Bakked markets the oil-dispensing Dabaratus as a product that delivers “the perfect dose of cannabis extract” and claims it’s “among the best dab tools on the market.” The rejection also mentioned press releases published on third-party news-and-information websites as evidence highlighting the intended use of the product. According to the press releases, the Dabaratus “releases a drop of indica, sativa, or hybrid cannabis oil distillate which can be placed directly onto a heated dab rig.”

The TTAB also noted web copy from third-party product-listing websites like Leafly: “​​Our CO2-extracted high-potency cannabis products provide you with a clean and pure experience every time. Our artisan-crafted small batch distillation method allows for the widest range of terpenes and cannabinoids possible. All Bakked distillates are strain-specific and available in Indica, Sativa and Hybrid.”

But the final nail in the coffin may have been Slang’s decision to self-identify as the “Largest Cannabis Company in the U.S.,” which was referenced multiple times in the ruling. Slang’s (OTCMKTS: SLGWF) market cap is roughly $4 million with a stock price of $0.022 per share. In terms of stock value, the largest cannabis company is Curaleaf Holdings Inc. (OTCMKTS: CURLF) with a market cap of $1.68 billion and a stock price of $2.47 per share.

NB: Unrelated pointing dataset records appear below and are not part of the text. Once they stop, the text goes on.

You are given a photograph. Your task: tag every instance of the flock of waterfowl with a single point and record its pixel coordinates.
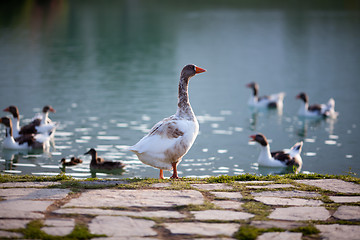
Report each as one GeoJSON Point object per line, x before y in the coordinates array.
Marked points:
{"type": "Point", "coordinates": [171, 138]}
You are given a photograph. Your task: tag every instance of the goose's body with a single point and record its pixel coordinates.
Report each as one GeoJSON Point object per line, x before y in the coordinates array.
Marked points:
{"type": "Point", "coordinates": [271, 101]}
{"type": "Point", "coordinates": [36, 126]}
{"type": "Point", "coordinates": [29, 141]}
{"type": "Point", "coordinates": [278, 158]}
{"type": "Point", "coordinates": [316, 110]}
{"type": "Point", "coordinates": [73, 161]}
{"type": "Point", "coordinates": [170, 139]}
{"type": "Point", "coordinates": [100, 163]}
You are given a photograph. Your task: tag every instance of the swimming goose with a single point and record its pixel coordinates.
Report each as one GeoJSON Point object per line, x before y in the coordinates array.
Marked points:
{"type": "Point", "coordinates": [100, 163]}
{"type": "Point", "coordinates": [170, 139]}
{"type": "Point", "coordinates": [15, 119]}
{"type": "Point", "coordinates": [316, 110]}
{"type": "Point", "coordinates": [271, 101]}
{"type": "Point", "coordinates": [73, 161]}
{"type": "Point", "coordinates": [28, 141]}
{"type": "Point", "coordinates": [41, 123]}
{"type": "Point", "coordinates": [278, 158]}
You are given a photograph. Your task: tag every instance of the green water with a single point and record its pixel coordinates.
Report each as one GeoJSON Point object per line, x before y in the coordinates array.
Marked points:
{"type": "Point", "coordinates": [111, 69]}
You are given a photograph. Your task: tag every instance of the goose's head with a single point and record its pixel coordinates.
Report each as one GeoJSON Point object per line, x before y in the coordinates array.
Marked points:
{"type": "Point", "coordinates": [48, 108]}
{"type": "Point", "coordinates": [90, 152]}
{"type": "Point", "coordinates": [303, 96]}
{"type": "Point", "coordinates": [191, 70]}
{"type": "Point", "coordinates": [6, 121]}
{"type": "Point", "coordinates": [254, 86]}
{"type": "Point", "coordinates": [260, 138]}
{"type": "Point", "coordinates": [13, 110]}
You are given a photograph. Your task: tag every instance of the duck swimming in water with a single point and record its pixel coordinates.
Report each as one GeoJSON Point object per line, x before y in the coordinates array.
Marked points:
{"type": "Point", "coordinates": [316, 110]}
{"type": "Point", "coordinates": [270, 101]}
{"type": "Point", "coordinates": [100, 163]}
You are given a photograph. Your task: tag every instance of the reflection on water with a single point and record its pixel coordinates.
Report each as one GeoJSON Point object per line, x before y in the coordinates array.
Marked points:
{"type": "Point", "coordinates": [111, 70]}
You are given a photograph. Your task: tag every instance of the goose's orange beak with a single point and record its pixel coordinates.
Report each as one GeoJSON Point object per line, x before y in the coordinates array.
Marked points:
{"type": "Point", "coordinates": [252, 138]}
{"type": "Point", "coordinates": [199, 70]}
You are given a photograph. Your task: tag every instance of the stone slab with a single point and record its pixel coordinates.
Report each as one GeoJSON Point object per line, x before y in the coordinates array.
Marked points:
{"type": "Point", "coordinates": [161, 185]}
{"type": "Point", "coordinates": [277, 224]}
{"type": "Point", "coordinates": [280, 236]}
{"type": "Point", "coordinates": [334, 185]}
{"type": "Point", "coordinates": [348, 213]}
{"type": "Point", "coordinates": [63, 222]}
{"type": "Point", "coordinates": [339, 232]}
{"type": "Point", "coordinates": [345, 199]}
{"type": "Point", "coordinates": [11, 235]}
{"type": "Point", "coordinates": [300, 213]}
{"type": "Point", "coordinates": [26, 209]}
{"type": "Point", "coordinates": [106, 212]}
{"type": "Point", "coordinates": [119, 226]}
{"type": "Point", "coordinates": [223, 215]}
{"type": "Point", "coordinates": [212, 186]}
{"type": "Point", "coordinates": [271, 186]}
{"type": "Point", "coordinates": [28, 184]}
{"type": "Point", "coordinates": [286, 194]}
{"type": "Point", "coordinates": [288, 201]}
{"type": "Point", "coordinates": [126, 238]}
{"type": "Point", "coordinates": [227, 204]}
{"type": "Point", "coordinates": [229, 195]}
{"type": "Point", "coordinates": [13, 223]}
{"type": "Point", "coordinates": [136, 198]}
{"type": "Point", "coordinates": [33, 193]}
{"type": "Point", "coordinates": [203, 229]}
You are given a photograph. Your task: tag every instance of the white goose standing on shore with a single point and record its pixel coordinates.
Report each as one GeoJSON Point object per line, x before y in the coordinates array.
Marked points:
{"type": "Point", "coordinates": [271, 101]}
{"type": "Point", "coordinates": [170, 139]}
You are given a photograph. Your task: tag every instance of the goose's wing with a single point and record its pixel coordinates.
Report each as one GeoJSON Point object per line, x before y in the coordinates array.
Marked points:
{"type": "Point", "coordinates": [161, 137]}
{"type": "Point", "coordinates": [281, 156]}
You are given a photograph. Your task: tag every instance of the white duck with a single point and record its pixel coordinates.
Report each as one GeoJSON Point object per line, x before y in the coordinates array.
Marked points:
{"type": "Point", "coordinates": [29, 141]}
{"type": "Point", "coordinates": [272, 101]}
{"type": "Point", "coordinates": [278, 158]}
{"type": "Point", "coordinates": [316, 110]}
{"type": "Point", "coordinates": [170, 139]}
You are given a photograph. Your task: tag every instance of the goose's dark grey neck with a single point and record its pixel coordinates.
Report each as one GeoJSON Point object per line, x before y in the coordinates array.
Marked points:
{"type": "Point", "coordinates": [255, 91]}
{"type": "Point", "coordinates": [184, 108]}
{"type": "Point", "coordinates": [93, 158]}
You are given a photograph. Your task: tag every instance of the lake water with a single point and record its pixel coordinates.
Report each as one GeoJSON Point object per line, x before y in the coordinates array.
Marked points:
{"type": "Point", "coordinates": [110, 69]}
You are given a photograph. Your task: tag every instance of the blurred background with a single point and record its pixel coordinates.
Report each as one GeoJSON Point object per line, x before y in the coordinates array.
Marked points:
{"type": "Point", "coordinates": [110, 69]}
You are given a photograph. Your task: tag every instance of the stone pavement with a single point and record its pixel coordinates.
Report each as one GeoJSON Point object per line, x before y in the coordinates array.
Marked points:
{"type": "Point", "coordinates": [200, 211]}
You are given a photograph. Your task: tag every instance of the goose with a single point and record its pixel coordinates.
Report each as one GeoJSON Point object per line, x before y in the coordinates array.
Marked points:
{"type": "Point", "coordinates": [170, 139]}
{"type": "Point", "coordinates": [28, 141]}
{"type": "Point", "coordinates": [46, 125]}
{"type": "Point", "coordinates": [15, 119]}
{"type": "Point", "coordinates": [271, 101]}
{"type": "Point", "coordinates": [35, 127]}
{"type": "Point", "coordinates": [73, 161]}
{"type": "Point", "coordinates": [278, 158]}
{"type": "Point", "coordinates": [316, 110]}
{"type": "Point", "coordinates": [100, 163]}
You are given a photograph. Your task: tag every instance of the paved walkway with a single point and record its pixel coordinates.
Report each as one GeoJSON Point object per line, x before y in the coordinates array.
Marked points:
{"type": "Point", "coordinates": [202, 211]}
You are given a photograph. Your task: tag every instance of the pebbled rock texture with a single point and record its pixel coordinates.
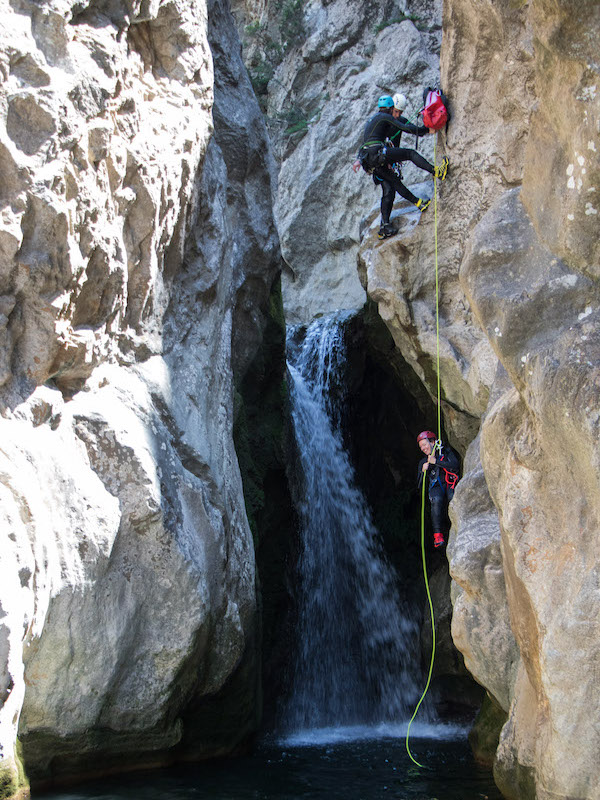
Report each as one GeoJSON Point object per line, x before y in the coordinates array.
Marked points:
{"type": "Point", "coordinates": [137, 256]}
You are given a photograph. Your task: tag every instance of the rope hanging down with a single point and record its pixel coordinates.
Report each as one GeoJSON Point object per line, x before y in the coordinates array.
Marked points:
{"type": "Point", "coordinates": [437, 445]}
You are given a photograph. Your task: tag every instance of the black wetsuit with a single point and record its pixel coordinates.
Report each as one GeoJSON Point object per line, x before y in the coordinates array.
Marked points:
{"type": "Point", "coordinates": [380, 127]}
{"type": "Point", "coordinates": [441, 485]}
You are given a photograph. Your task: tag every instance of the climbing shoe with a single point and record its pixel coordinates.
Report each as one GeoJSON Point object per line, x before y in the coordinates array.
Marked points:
{"type": "Point", "coordinates": [387, 230]}
{"type": "Point", "coordinates": [442, 170]}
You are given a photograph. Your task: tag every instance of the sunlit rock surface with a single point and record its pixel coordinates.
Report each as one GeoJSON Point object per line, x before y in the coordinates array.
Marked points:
{"type": "Point", "coordinates": [138, 251]}
{"type": "Point", "coordinates": [319, 98]}
{"type": "Point", "coordinates": [518, 267]}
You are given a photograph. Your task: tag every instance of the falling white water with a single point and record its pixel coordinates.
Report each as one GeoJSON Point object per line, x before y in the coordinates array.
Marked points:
{"type": "Point", "coordinates": [358, 653]}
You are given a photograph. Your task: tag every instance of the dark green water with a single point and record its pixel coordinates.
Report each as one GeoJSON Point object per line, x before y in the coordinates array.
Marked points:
{"type": "Point", "coordinates": [339, 764]}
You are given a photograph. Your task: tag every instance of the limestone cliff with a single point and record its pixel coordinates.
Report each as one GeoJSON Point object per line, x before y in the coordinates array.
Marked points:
{"type": "Point", "coordinates": [326, 75]}
{"type": "Point", "coordinates": [138, 254]}
{"type": "Point", "coordinates": [520, 356]}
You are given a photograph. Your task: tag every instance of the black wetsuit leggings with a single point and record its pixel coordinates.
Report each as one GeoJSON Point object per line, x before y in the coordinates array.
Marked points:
{"type": "Point", "coordinates": [439, 499]}
{"type": "Point", "coordinates": [392, 156]}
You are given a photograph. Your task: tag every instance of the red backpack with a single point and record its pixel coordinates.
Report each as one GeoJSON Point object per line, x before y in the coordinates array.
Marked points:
{"type": "Point", "coordinates": [435, 112]}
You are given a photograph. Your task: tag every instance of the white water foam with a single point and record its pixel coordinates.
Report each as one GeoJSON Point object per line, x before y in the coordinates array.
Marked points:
{"type": "Point", "coordinates": [319, 737]}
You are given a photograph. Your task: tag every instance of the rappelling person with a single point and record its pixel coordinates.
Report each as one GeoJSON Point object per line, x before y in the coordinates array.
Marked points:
{"type": "Point", "coordinates": [379, 159]}
{"type": "Point", "coordinates": [442, 466]}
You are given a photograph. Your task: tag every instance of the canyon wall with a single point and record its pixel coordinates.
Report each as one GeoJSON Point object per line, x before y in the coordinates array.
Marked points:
{"type": "Point", "coordinates": [519, 362]}
{"type": "Point", "coordinates": [138, 264]}
{"type": "Point", "coordinates": [327, 74]}
{"type": "Point", "coordinates": [517, 258]}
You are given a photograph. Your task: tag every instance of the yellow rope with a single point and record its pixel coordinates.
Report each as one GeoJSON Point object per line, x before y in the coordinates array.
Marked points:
{"type": "Point", "coordinates": [439, 416]}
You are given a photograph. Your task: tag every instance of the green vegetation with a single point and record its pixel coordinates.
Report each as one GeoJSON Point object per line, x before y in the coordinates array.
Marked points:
{"type": "Point", "coordinates": [272, 40]}
{"type": "Point", "coordinates": [13, 781]}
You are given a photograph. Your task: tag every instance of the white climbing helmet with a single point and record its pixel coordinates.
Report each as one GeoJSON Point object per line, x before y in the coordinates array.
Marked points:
{"type": "Point", "coordinates": [400, 102]}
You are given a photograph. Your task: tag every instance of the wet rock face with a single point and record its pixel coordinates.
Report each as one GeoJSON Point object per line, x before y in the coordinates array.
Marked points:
{"type": "Point", "coordinates": [138, 256]}
{"type": "Point", "coordinates": [518, 287]}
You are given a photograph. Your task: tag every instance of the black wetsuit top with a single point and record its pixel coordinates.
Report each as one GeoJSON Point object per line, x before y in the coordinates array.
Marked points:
{"type": "Point", "coordinates": [440, 493]}
{"type": "Point", "coordinates": [437, 472]}
{"type": "Point", "coordinates": [383, 126]}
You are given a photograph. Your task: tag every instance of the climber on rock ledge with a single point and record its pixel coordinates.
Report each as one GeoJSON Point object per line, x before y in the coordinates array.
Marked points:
{"type": "Point", "coordinates": [378, 160]}
{"type": "Point", "coordinates": [443, 477]}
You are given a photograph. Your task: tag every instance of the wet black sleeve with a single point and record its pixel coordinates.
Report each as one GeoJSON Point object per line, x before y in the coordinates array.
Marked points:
{"type": "Point", "coordinates": [450, 461]}
{"type": "Point", "coordinates": [420, 472]}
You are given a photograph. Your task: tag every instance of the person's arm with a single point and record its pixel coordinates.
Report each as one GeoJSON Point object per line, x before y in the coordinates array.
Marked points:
{"type": "Point", "coordinates": [450, 461]}
{"type": "Point", "coordinates": [402, 124]}
{"type": "Point", "coordinates": [423, 466]}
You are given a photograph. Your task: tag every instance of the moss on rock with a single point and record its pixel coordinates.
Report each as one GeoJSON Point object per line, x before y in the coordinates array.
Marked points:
{"type": "Point", "coordinates": [485, 733]}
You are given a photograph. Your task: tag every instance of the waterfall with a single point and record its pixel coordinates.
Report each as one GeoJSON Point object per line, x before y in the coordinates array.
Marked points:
{"type": "Point", "coordinates": [358, 654]}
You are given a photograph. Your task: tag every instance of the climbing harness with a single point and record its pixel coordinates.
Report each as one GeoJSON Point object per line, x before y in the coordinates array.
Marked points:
{"type": "Point", "coordinates": [436, 447]}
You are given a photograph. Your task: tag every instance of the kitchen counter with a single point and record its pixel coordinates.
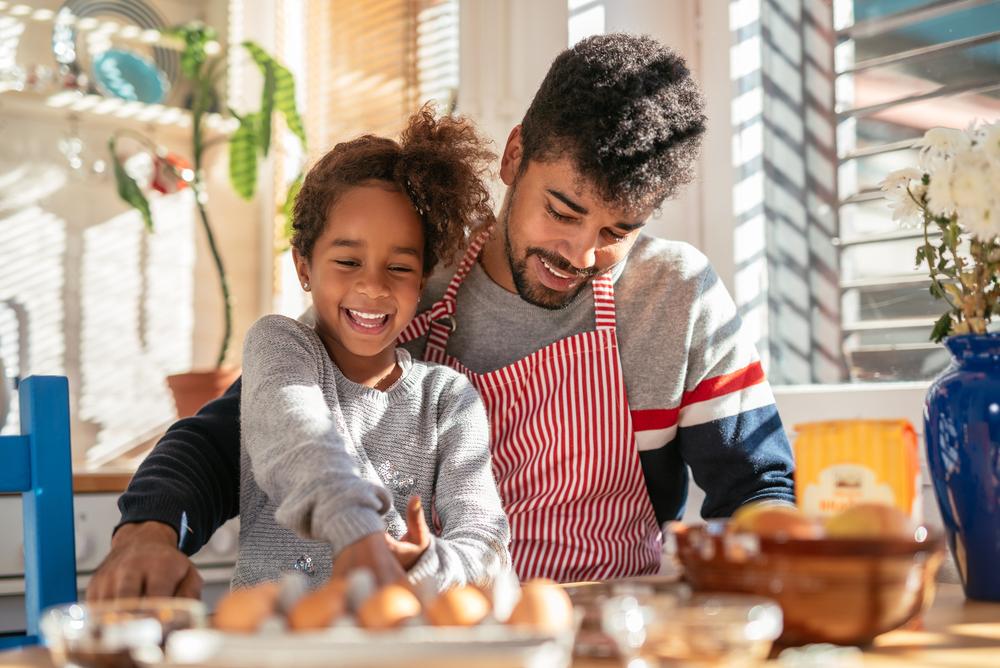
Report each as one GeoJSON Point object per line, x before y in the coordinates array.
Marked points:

Slang lawyers also attempted to demonstrate similarities between the Dabaratus and other industry products that have been given registered marks, but the court found no evidence Bakked’s device is “traditionally intended for use with tobacco products that may also be used with cannabis products.”

“Most of the registrations are distinguishable from Applicant’s goods because they specifically identify tobacco, traditional tobacco products (tobacco jars, tobacco grinders, rolling paper) or e-cigarettes, none of which are unlawful under the CSA or require additional inquiry,” according to the TTAB decision. “Regardless, each application must be considered on its own record to determine eligibility to register.”

Slang may appeal the decision to a federal appeals court, where the argument would be heard by federal circuit judges. However, National Concessions lawyer Pamela Hirschman indicated her client has not decided whether it wants to take that step.